In verse 17, Isaiah says that when we enter that new city “ the former things shall not be remembered or come into mind.” That’s right! We will be blessed with the inability to remember! And it is specifically the “ former things” that will be permanently erased from our minds! The late Old Testament scholar, J. Alec Motyer explains that it is not the “divine mind” in view here, but “the mind of the redeemed” whose “awareness will be of total newness, in which nothing prompts recollection of what once was” ( Isaiah: An Introduction and Commentary, 398).

Now, these “ former things” that will never be remembered by us in the New Jerusalem are all of those terrible things that have resulted from our sins since the time of Adam, the consequences of all of those transgressions for which our Lord died, and from which we have been fully pardoned. And some of them are actually listed for us by the prophet: “ weeping and the cry of distress” (v. 19); infant death (v. 20); shortened life-spans (v. 20); vain labor (vv. 21-22); “ children for calamity” (v. 23); hostility in nature (v. 25); and destruction of any kind (v. 25).

Can you just imagine such a thing? When we close our eyes in death and open them in the Heavenly City, we will not remember anything about our former days of alienation from our Lord! It will be as if we were never lost, and had never suffered any of the effects of our sin! Everything will be “ new” in the New Jerusalem, even our thoughts! Nothing from the old life will be left over.

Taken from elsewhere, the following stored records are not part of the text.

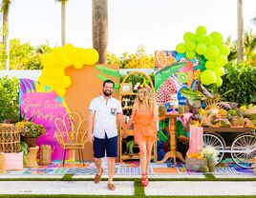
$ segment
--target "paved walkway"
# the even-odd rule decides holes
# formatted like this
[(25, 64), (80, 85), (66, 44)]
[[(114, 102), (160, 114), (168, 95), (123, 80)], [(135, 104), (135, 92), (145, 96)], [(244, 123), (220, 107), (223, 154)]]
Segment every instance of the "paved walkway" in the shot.
[[(12, 175), (11, 177), (11, 175), (1, 174), (1, 178), (24, 178), (23, 176)], [(47, 175), (47, 178), (50, 178), (49, 176)], [(94, 175), (90, 175), (90, 177), (88, 177), (89, 175), (86, 177), (75, 176), (74, 178), (81, 179), (94, 177)], [(255, 175), (242, 174), (215, 175), (215, 177), (256, 178)], [(44, 178), (44, 175), (32, 178)], [(58, 177), (52, 175), (52, 178)], [(204, 175), (170, 174), (161, 175), (161, 177), (160, 175), (159, 178), (204, 179)], [(0, 181), (0, 194), (134, 195), (133, 181), (116, 181), (115, 183), (117, 189), (111, 191), (107, 188), (106, 181), (101, 181), (99, 184), (94, 184), (93, 181)], [(152, 181), (145, 188), (145, 195), (256, 195), (256, 181)]]

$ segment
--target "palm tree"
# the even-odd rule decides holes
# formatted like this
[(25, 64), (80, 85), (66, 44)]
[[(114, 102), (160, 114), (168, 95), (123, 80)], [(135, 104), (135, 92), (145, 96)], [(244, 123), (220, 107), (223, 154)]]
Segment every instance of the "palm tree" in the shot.
[(244, 19), (243, 19), (243, 0), (237, 0), (237, 50), (238, 50), (238, 61), (244, 60)]
[(92, 0), (93, 46), (98, 52), (98, 63), (107, 63), (108, 0)]
[(56, 0), (61, 3), (61, 46), (66, 43), (66, 3), (68, 0)]
[[(238, 58), (238, 42), (231, 41), (228, 37), (225, 44), (230, 48), (230, 54), (228, 60), (236, 60)], [(251, 66), (256, 66), (256, 33), (252, 32), (252, 30), (246, 30), (244, 34), (244, 48), (245, 63)]]
[(9, 9), (11, 0), (2, 0), (0, 11), (3, 14), (3, 65), (5, 69), (10, 69), (10, 43), (9, 37)]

Some, with good intentions, have suggested that our entrance into heaven will be like waking up after a terrible dream. But this is not what Isaiah is saying at all. After a nightmare we tremble upon awakening precisely because we do remember it! But not so when we behold our Savior on His throne!

On that Day, the day of our resurrection to eternal life, we will all experience a glorious ‘re-booting’ of our ‘systems’! Everything will be restored to ‘original factory specs’! Nothing will enter our renewed and perfected minds that is connected in any way to our “ former” lives as sinners! The memories of our own sins against the Lord and against others, the memories of the sins of others against us, the memories of all of our broken relationships, the memories of suffering in body, soul, and in mind, those memories of disease, tragedy, and death, and those of every evil event ever to transpire on this earth will all be gone!

I can’t imagine it! And I can’t wait!!

So, as long as we are on this side of heaven we will remember this year (and everything that is yet to come in it). But soon, perhaps very soon, it will all be forgotten as the painful memories of our journey in this life are washed away forever in the glory of our Savior’s dear face!

Weeping may last for the night, but a shout of joy comes in the morning” (Psalm 30:5).

I love you all with all of my heart, and I never forget to pray for you!